I was a poor boy; you were a bright light
I was a sinner and you were a snake
It was not lost on him, the humor of their situation. How often they had clashed from the very first moment and now they are carved from the antithesis of each other. How he wishes he could go back to that first meeting; how he would have warned that angry boy that he would only grow angrier. That she would erupt in flames and he would bury himself in ice and they would always—always—end up further apart than when they had started. They would never know peace in one another’s presence.
But the humor, for all of his knowing, does not make its way to his head, let alone his face.
He does not laugh. Does not share some spark of wit as he finds her looking at him. Instead he feels the keen edge of a pain he cannot name and he swallows hard, fighting against the emotions that so desperately press against him—demanding, always demanding, that he feels that which he’d ignore.
“Brinly,” her name is a razor blade on his tongue and it is a miracle he does not bleed out for saying it. Even acknowledging her is pain, he thinks, and he is not sure that he is brave enough to go another round with her. He cannot bear to watch her strip back his defenses so ruthlessly. To stand and feel her strike the points of him that are the most vulnerable. A muscle jumps in his jaw, a precursor to what is to come.

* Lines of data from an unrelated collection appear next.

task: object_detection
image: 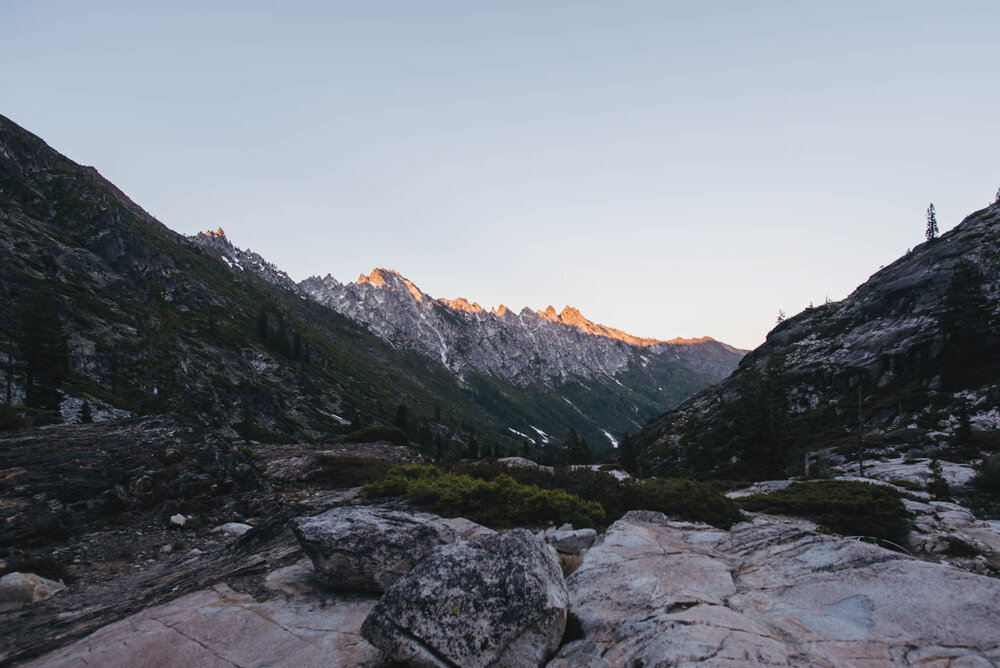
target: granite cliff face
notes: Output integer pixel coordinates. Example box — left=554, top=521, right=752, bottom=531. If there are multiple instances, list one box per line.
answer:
left=640, top=202, right=1000, bottom=477
left=300, top=269, right=744, bottom=385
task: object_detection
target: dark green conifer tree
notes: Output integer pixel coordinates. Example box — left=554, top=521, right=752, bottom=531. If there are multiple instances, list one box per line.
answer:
left=924, top=202, right=937, bottom=241
left=20, top=289, right=69, bottom=410
left=393, top=404, right=410, bottom=433
left=563, top=427, right=591, bottom=465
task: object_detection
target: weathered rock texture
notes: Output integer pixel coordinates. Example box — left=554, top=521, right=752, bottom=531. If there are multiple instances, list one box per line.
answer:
left=549, top=511, right=1000, bottom=668
left=545, top=529, right=597, bottom=554
left=638, top=202, right=1000, bottom=477
left=0, top=416, right=270, bottom=547
left=293, top=506, right=457, bottom=593
left=300, top=269, right=744, bottom=452
left=361, top=529, right=567, bottom=668
left=300, top=269, right=744, bottom=384
left=0, top=572, right=66, bottom=606
left=26, top=584, right=384, bottom=668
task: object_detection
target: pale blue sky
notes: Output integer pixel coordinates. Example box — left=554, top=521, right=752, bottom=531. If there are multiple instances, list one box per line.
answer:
left=0, top=0, right=1000, bottom=348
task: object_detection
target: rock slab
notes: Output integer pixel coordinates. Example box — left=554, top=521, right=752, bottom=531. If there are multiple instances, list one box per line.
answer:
left=0, top=572, right=66, bottom=606
left=549, top=511, right=1000, bottom=668
left=292, top=506, right=457, bottom=593
left=361, top=529, right=568, bottom=668
left=26, top=584, right=385, bottom=668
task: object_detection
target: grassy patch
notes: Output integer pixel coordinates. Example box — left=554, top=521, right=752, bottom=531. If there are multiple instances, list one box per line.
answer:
left=737, top=480, right=910, bottom=545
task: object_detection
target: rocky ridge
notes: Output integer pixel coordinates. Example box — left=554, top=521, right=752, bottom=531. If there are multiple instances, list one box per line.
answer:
left=639, top=202, right=1000, bottom=476
left=300, top=269, right=744, bottom=385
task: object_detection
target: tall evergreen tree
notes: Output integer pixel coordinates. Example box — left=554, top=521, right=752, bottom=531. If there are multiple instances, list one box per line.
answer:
left=20, top=289, right=69, bottom=410
left=393, top=404, right=410, bottom=433
left=618, top=431, right=638, bottom=475
left=563, top=427, right=591, bottom=465
left=132, top=282, right=181, bottom=412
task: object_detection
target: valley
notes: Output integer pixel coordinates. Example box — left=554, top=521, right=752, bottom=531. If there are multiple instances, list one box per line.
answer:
left=0, top=117, right=1000, bottom=668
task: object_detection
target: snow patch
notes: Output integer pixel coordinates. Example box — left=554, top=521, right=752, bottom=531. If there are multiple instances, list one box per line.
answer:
left=507, top=427, right=536, bottom=443
left=529, top=425, right=552, bottom=443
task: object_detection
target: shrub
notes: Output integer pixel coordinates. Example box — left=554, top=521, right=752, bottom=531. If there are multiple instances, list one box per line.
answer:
left=365, top=463, right=742, bottom=529
left=347, top=425, right=409, bottom=445
left=364, top=464, right=441, bottom=499
left=629, top=478, right=743, bottom=529
left=309, top=454, right=397, bottom=489
left=737, top=480, right=910, bottom=544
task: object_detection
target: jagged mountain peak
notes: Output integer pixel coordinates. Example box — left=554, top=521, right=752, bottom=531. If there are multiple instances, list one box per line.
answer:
left=438, top=297, right=484, bottom=315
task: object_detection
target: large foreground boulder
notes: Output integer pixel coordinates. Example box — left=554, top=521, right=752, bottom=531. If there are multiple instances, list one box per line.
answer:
left=361, top=529, right=568, bottom=668
left=292, top=506, right=458, bottom=593
left=549, top=511, right=1000, bottom=668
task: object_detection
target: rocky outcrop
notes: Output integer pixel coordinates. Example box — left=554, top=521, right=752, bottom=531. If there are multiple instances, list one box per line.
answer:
left=188, top=227, right=301, bottom=294
left=544, top=527, right=597, bottom=554
left=0, top=416, right=271, bottom=547
left=26, top=572, right=385, bottom=668
left=300, top=269, right=744, bottom=385
left=0, top=572, right=66, bottom=606
left=637, top=202, right=1000, bottom=477
left=361, top=529, right=567, bottom=668
left=549, top=511, right=1000, bottom=668
left=292, top=506, right=457, bottom=593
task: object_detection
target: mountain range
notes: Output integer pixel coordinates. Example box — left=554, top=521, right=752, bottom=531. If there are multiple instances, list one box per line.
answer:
left=637, top=199, right=1000, bottom=479
left=0, top=117, right=743, bottom=460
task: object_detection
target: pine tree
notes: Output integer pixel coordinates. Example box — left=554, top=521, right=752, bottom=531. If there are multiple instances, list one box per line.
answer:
left=927, top=457, right=951, bottom=501
left=618, top=431, right=638, bottom=475
left=20, top=289, right=69, bottom=410
left=393, top=404, right=410, bottom=433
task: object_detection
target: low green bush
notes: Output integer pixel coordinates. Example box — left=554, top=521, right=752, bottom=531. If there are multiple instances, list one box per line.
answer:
left=309, top=454, right=398, bottom=489
left=365, top=462, right=742, bottom=529
left=736, top=480, right=910, bottom=545
left=347, top=424, right=410, bottom=445
left=364, top=466, right=604, bottom=528
left=629, top=478, right=743, bottom=529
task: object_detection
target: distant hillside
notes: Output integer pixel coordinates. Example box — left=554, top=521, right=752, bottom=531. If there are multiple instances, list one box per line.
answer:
left=0, top=117, right=738, bottom=457
left=637, top=198, right=1000, bottom=479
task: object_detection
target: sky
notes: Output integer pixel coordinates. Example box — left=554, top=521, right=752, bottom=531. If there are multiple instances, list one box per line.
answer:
left=0, top=0, right=1000, bottom=348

His stormy eyes sweep over her, taking in each new element of fire that coats her and when his gaze goes back to hers, he does not try to hide the distance that now gapes open between them.
“You look burnt,” he deadpans, finally, an uninspired response from an uninspired mouth. He strikes first, a viper backed into a corner although he is prey to his very core—easier to revert back to poisoned words than examine why she always makes him feel so vulnerable in the first place.